Main tests included Test 1 at 50±0.5°C with pH 4 and pH 7, Test 3 at 55 and 65±0.5°C with pH 4 and at 35±0.5°C with pH 7. At pH 4 the half-life period was determined by extrapolation of the results of the experiments at 50, 55 and 65°C to a temperature of 25°C. It was found to be 14.8 d. At pH 7 the extrapolated half-life period at the temperature of 25°C, was found to be 12.5 d.

Under the test conditions, the extrapolated half life for hydrolysis of the test substance was found to be 14.8 and 12.5 d at pH 4 and at pH 7, respectively.

Description of key information

Under the test conditions, the extrapolated half life for hydrolysis of the test substance were found to be 14.8 and 12.5 d at pH 4 and at pH 7, respectively. The substance is hydrolytically unstable at pH 9 and 25°C based on the preliminary test results (DT50 < 12 h).

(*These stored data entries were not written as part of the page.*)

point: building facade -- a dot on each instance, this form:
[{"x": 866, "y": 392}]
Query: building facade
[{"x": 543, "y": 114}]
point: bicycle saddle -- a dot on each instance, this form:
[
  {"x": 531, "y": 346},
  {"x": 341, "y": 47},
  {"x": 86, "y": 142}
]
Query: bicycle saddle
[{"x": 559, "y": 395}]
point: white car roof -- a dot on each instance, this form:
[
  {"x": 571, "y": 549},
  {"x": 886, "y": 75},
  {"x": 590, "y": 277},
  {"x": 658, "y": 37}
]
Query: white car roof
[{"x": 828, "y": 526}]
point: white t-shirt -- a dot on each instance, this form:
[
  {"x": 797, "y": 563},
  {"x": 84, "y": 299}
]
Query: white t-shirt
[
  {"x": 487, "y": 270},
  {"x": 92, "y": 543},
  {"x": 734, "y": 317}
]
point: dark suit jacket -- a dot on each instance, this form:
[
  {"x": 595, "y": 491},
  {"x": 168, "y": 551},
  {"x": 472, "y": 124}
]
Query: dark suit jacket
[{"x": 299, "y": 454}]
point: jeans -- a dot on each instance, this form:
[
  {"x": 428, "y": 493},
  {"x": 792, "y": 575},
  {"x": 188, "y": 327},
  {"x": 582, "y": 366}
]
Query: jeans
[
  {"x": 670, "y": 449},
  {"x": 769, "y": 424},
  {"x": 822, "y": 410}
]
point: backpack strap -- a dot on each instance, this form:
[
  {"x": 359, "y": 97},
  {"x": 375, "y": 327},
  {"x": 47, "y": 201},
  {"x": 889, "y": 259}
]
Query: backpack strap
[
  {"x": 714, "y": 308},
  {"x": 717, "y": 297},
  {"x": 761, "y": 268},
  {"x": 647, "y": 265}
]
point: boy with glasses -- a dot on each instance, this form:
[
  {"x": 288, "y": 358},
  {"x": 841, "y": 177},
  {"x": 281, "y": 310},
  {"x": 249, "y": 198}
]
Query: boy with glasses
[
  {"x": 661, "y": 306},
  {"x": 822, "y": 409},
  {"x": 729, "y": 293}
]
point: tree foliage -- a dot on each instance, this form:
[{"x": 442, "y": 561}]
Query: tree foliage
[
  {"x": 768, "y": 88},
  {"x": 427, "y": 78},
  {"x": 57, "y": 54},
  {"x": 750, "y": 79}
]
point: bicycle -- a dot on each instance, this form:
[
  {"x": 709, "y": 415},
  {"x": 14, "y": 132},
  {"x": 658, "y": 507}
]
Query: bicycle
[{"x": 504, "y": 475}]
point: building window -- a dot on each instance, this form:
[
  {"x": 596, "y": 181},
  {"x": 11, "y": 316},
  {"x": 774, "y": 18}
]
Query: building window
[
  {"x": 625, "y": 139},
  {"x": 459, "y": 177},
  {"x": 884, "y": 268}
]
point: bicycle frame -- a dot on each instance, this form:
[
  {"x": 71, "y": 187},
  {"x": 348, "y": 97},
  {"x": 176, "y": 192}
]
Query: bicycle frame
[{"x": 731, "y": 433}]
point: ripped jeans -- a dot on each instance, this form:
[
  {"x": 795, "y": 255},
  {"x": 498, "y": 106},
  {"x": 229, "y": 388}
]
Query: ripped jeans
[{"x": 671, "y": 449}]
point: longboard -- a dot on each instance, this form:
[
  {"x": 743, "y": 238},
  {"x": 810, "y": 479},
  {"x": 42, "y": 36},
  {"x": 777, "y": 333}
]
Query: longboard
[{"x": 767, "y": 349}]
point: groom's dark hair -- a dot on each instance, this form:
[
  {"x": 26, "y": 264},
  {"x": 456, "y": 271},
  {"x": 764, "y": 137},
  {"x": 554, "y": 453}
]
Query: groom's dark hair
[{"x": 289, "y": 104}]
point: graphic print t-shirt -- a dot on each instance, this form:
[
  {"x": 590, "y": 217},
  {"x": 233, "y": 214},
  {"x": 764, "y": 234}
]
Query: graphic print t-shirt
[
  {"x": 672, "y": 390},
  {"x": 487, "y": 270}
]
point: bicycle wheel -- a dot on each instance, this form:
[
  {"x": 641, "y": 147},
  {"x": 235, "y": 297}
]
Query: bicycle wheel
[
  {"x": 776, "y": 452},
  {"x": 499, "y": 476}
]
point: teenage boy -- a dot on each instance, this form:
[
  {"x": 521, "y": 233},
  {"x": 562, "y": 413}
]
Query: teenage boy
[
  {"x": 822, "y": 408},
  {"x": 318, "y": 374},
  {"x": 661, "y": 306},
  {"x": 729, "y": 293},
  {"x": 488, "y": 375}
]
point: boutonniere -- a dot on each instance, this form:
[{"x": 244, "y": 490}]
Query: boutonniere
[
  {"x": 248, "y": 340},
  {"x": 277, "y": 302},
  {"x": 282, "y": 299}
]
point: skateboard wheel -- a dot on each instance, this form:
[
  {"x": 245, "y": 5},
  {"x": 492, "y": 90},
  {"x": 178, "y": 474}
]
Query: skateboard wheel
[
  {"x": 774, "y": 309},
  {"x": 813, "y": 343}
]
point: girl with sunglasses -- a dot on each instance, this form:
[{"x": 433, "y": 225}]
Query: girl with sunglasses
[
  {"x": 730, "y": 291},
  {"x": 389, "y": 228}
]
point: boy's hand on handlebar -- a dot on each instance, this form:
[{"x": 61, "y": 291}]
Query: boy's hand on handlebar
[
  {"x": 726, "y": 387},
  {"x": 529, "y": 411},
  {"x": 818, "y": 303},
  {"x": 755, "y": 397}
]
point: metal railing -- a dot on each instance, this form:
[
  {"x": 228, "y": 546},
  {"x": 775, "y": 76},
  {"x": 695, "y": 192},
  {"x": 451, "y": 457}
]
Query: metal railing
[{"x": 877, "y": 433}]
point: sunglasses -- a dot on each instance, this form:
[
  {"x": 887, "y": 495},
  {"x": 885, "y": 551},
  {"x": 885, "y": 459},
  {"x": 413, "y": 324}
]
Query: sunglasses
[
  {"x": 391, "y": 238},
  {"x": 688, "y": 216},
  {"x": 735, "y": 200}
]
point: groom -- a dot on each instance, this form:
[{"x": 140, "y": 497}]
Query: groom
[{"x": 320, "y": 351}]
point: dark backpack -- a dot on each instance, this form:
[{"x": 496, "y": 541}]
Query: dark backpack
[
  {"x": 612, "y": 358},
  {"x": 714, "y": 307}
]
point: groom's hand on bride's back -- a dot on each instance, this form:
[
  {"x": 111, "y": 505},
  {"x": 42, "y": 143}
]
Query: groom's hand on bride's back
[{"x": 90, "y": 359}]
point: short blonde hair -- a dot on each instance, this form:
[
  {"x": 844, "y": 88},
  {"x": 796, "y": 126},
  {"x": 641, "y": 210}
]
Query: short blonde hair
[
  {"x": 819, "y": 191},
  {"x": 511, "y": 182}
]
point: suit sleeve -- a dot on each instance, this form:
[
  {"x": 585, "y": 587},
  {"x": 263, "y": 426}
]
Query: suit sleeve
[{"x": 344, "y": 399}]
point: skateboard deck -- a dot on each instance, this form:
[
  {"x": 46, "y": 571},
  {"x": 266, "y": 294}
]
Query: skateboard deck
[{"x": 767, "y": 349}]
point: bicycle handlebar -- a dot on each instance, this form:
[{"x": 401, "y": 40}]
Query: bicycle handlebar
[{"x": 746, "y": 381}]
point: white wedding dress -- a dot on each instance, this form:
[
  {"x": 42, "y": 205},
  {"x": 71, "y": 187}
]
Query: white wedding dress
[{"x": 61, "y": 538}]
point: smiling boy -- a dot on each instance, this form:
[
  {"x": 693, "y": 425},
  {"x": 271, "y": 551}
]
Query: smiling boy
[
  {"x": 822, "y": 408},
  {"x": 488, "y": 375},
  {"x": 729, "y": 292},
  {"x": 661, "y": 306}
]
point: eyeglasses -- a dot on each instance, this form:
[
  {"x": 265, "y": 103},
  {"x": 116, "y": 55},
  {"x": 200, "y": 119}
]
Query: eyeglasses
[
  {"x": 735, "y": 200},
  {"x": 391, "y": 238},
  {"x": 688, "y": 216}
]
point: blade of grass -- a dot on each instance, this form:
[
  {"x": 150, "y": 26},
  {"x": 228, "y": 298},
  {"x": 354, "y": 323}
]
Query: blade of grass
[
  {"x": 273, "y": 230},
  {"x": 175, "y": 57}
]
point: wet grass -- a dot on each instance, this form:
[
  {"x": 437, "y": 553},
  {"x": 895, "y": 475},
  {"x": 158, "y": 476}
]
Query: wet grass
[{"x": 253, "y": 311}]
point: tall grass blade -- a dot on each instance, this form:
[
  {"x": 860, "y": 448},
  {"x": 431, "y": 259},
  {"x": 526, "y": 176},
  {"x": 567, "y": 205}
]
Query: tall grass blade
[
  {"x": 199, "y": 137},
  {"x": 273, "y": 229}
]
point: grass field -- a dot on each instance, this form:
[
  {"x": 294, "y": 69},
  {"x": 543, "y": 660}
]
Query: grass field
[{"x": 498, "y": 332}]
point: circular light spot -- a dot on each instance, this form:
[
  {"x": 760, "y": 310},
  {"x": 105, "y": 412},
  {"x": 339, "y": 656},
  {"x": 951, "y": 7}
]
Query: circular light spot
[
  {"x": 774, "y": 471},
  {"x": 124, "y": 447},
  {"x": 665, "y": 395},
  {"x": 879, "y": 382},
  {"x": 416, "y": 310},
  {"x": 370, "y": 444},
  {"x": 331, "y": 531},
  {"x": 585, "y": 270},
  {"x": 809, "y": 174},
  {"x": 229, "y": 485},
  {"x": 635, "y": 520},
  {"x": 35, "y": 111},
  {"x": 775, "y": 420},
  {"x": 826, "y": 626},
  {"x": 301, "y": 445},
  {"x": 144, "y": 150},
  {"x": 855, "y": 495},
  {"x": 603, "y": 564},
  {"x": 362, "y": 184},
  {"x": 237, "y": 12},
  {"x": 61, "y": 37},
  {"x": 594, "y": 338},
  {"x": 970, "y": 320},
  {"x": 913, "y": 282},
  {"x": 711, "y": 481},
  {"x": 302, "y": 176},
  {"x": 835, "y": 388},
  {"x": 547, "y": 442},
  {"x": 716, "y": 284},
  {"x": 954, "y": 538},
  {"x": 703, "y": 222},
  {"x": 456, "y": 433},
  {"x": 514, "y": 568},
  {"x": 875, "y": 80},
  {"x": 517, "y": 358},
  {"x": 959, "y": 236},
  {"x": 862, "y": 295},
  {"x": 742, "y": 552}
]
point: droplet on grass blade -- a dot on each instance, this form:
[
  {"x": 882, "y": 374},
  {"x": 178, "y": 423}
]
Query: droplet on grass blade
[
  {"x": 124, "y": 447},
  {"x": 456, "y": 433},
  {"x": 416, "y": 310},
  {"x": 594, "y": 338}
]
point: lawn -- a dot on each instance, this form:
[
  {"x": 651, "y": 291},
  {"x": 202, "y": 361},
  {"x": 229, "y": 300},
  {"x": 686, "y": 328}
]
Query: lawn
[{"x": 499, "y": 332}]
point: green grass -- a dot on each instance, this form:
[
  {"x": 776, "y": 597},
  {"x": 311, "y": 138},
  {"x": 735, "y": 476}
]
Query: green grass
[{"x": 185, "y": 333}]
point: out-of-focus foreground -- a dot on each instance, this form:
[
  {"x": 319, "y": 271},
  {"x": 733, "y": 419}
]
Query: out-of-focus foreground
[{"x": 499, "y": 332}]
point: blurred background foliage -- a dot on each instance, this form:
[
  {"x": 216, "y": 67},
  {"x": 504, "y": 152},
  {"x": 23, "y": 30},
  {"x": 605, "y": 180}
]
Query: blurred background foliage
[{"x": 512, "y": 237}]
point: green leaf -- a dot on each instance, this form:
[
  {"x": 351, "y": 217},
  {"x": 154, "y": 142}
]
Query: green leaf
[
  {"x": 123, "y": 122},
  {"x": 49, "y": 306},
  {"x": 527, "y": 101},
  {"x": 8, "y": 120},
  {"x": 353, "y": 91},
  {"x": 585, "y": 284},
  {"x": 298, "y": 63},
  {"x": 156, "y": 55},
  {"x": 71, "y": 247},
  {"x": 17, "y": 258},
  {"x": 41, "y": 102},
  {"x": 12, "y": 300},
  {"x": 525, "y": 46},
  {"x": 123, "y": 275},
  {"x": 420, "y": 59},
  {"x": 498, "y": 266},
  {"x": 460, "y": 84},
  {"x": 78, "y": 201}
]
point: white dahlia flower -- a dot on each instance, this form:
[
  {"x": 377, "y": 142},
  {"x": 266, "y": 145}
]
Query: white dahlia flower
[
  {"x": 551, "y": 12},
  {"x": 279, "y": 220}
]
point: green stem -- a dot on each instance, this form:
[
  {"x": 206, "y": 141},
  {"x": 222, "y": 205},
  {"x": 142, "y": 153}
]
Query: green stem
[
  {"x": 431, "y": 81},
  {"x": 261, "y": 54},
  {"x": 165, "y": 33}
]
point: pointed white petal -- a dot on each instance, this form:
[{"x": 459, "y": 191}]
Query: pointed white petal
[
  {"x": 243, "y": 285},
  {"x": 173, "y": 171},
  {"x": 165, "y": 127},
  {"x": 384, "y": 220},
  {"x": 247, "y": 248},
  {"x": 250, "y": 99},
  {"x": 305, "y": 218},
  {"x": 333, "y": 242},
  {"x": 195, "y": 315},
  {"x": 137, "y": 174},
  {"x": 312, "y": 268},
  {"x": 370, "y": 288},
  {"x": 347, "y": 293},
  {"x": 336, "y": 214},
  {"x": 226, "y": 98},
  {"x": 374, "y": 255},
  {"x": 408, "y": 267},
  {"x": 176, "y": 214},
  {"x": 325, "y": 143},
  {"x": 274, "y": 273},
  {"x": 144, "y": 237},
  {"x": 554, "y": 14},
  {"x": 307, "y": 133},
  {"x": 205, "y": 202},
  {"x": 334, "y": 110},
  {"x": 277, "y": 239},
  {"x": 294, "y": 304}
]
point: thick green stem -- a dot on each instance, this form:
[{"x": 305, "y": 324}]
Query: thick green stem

Key value for chemical safety assessment

Half-life for hydrolysis:

12.5 d

at the temperature of:

25 °C

Additional information

A study was conducted to determine hydrolysis as a function of pH for the test substance according to OECD Guideline 111 and EU Method C.7, in compliance with GLP. The flask containing the hydrolysis mixture was placed in a thermostatically controlled water bath at the selected temperature for the specified time. The pH was controlled and the concentration of the unhydrolysed test substance (main compound) was measured by HPLC. The preliminary tests were done at 50±0.5°C with buffers at pH 4, 7 and 9. At pH 9, more than 50% of the reaction was observed after 2.4 h at 50°C (t_1/2< 1 d). Thus the test substance was considered hydrolytically unstable at the pH 9 and testing at pH 4 and pH 7 was considered essential. Main tests included Test 1 at 50±0.5°C with pH 4 and pH 7, Test 3 at 55 and 65±0.5°C with pH 4 and at 35±0.5°C with pH 7. At pH 4 the half-life period was determined by extrapolation of the results of the experiments at 50, 55 and 65°C to a temperature of 25°C. It was found to be 14.8 d. At pH 7 the extrapolated half-life period at the temperature of 25°C, was found to be 12.5 d. Under the test conditions, the extrapolated half life for hydrolysis of the test substance was found to be 14.8 and 12.5 d at pH 4 and at pH 7, respectively (Schminke, 2004a).